We briefly moved to Chicago while my father went to law school. I would sneak out of the apartment and walk a block and a half to the Indiana Harbor Belt Railroad to watch the trains. It was then I knew in my heart that I wanted made to become a locomotive engineer. At the age of 15, I moved to Chicago to live with my grandmother. For two summers, I worked as a tour escort for American Rail Tours (a division of Amtrak). That experience was an intricate part of the foundation of my railroad career and passion of railroading. Out of that experience, my love affair with the Southern Pacific began.
I attended the University of Tennessee in Knoxville to major in Transportation. During that time, all I could think of was the railroad. In 1976, I started at the Chicago and North Western Railroad as a brakeman after begging the women in the Personnel Department to hire me. That allowed me to become a conductor, fireman, and locomotive engineer. I was the second female locomotive engineer in the United States.
While on vacation to the Bay Area in 1979, I stopped in at 1 Market Street in San Francisco (Mecca on Southern Pacific) and applied as a promoted locomotive engineer at the Southern Pacific. And the rest is history. I was hired in Oakland.
In 1987, I began working for Amtrak out of Oakland as the first woman road foreman of engines in the country.
I subsequently relinquished my seniority at Amtrak and moved to Olathe, Kansas to work for Burlington Northern as assistant manager of locomotive engineer training. After a family crisis, I returned to the Bay Area, after which I worked in intermodal and automotive operations at Consolidated Freightways, APL (American Presidents Lines), and Pacer Stacktrain.

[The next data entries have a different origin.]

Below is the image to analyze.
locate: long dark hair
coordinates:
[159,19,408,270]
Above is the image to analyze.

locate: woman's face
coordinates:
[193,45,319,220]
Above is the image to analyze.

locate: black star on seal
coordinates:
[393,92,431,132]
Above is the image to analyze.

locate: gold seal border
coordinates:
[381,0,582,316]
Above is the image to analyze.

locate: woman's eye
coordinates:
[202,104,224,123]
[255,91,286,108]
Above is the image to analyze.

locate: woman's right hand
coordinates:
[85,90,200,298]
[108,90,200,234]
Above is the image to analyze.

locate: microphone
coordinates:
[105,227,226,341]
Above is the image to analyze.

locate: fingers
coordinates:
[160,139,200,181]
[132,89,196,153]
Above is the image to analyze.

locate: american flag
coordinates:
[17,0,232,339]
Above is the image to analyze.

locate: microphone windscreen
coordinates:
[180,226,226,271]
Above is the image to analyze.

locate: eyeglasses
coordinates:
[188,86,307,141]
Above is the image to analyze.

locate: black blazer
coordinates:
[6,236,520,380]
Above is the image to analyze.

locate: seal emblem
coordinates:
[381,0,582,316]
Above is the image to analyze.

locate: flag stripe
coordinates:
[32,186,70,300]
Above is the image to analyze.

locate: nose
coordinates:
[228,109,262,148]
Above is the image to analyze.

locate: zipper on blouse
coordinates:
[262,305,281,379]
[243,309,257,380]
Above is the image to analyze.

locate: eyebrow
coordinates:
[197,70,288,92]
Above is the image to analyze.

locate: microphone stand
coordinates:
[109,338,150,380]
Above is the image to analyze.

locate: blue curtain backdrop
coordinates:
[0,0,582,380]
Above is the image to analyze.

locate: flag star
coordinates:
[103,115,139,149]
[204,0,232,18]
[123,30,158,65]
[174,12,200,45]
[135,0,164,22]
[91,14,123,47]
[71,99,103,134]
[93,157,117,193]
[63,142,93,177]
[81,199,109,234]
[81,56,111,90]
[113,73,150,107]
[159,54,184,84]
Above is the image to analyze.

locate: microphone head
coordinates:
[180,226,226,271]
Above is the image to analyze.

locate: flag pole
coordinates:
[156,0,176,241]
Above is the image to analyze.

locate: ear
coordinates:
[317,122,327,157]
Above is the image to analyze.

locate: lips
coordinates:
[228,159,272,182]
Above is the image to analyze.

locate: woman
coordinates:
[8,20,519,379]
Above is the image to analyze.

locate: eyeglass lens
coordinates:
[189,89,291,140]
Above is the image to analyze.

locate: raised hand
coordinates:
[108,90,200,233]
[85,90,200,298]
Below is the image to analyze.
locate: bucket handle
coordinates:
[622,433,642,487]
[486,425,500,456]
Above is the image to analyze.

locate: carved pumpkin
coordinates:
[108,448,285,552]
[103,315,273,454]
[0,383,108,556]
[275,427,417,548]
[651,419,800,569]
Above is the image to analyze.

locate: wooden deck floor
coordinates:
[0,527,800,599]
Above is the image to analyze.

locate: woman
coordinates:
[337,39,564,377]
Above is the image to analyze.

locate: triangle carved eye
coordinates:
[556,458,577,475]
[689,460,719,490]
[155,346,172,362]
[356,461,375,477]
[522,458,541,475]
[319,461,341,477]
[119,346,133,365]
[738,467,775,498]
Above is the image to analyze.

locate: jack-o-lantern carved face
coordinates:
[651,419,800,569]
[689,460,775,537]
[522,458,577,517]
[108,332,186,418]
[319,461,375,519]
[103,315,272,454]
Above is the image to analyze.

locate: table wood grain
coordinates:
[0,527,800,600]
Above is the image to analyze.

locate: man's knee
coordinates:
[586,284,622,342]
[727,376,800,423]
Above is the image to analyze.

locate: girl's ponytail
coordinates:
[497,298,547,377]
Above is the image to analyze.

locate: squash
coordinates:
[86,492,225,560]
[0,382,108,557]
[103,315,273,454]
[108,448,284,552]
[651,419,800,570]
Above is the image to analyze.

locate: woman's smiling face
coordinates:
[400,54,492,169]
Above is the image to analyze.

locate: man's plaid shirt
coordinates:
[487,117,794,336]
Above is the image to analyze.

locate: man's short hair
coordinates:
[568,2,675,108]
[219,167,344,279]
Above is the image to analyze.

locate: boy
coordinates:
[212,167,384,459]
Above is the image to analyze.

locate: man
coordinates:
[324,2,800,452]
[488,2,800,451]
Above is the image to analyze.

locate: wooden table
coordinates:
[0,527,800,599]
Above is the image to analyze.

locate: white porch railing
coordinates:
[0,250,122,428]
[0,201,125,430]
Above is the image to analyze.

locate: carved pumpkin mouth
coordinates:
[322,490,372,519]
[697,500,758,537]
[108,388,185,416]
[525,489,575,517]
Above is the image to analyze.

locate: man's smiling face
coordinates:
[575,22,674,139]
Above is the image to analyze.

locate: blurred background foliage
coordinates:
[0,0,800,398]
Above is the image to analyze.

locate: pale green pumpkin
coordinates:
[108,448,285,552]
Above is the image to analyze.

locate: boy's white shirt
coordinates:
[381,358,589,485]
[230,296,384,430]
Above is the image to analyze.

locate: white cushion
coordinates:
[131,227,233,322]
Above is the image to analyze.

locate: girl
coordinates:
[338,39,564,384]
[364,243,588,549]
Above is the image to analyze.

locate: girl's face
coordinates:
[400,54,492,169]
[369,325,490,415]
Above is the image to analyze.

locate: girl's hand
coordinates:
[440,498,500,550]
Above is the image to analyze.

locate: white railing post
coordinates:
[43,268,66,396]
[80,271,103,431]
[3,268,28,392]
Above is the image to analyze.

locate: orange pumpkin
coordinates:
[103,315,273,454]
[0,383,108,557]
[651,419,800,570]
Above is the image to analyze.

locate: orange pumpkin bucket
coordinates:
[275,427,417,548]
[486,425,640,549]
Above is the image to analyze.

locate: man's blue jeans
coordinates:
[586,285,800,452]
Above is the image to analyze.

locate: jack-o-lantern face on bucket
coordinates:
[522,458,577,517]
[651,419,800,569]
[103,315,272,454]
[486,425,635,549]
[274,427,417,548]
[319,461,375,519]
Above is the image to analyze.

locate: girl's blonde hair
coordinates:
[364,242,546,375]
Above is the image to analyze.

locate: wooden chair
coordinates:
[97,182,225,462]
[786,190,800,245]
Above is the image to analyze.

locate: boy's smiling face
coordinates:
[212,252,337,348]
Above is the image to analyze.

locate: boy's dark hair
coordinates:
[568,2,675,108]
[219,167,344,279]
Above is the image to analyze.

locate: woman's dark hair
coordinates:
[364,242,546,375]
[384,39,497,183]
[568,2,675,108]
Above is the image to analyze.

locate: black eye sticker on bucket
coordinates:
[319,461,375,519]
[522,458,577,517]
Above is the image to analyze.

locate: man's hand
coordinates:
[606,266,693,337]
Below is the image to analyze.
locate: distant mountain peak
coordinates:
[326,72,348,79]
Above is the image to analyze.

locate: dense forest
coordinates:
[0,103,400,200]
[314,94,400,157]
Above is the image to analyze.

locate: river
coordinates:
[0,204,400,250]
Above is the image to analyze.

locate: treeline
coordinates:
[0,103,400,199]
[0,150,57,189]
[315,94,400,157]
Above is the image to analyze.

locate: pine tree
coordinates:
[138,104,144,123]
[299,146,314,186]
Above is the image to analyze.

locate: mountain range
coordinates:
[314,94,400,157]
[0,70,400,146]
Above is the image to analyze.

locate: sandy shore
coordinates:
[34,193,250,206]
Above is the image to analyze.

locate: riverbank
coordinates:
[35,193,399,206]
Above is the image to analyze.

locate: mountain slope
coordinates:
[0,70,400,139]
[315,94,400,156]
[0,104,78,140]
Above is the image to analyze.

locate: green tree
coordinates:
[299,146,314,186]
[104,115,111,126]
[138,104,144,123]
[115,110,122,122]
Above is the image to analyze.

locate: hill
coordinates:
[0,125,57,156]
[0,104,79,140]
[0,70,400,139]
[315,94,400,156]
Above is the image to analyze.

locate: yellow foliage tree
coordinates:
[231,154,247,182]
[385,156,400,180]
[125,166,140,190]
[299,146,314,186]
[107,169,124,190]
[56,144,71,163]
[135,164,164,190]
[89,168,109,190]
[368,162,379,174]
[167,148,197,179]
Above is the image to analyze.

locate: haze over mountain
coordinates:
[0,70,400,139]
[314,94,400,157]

At that time, my future husband was living in Michigan, and I moved there until we could return to the Bay Area. I worked as a consultant starting a Class III switching railroad in New York, an intermodal project for Nova Scotia, and a shortline in Texas.
We moved back to the Bay Area where I was hired as a locomotive engineer for Sierra Northern until I was approached by the Federal Railroad Administration (FRA) and National Aeronautics and Space Administration (NASA) to consider being involved with the C3RS (Confidential Close Call Reporting System). It is a program funded by the FRA and administered by NASA to study human factors incidents and accidents to improve railroad safety. I became project manager at Moffett Field, California until I retired January of 2020.
I continue to work as a consultant teaching train handling, operations, and rules for various shortline railroad companies. My husband Chip and I reside in Lafayette, California, as well as Santa Fe. We have five children and two grandsons between us. Our interests include railroad photography, tennis, hiking, biking, activities with our dogs, and international travel. We raise, show, and do field work with our four wire haired Dachshunds who are gracious enough to let us live with them.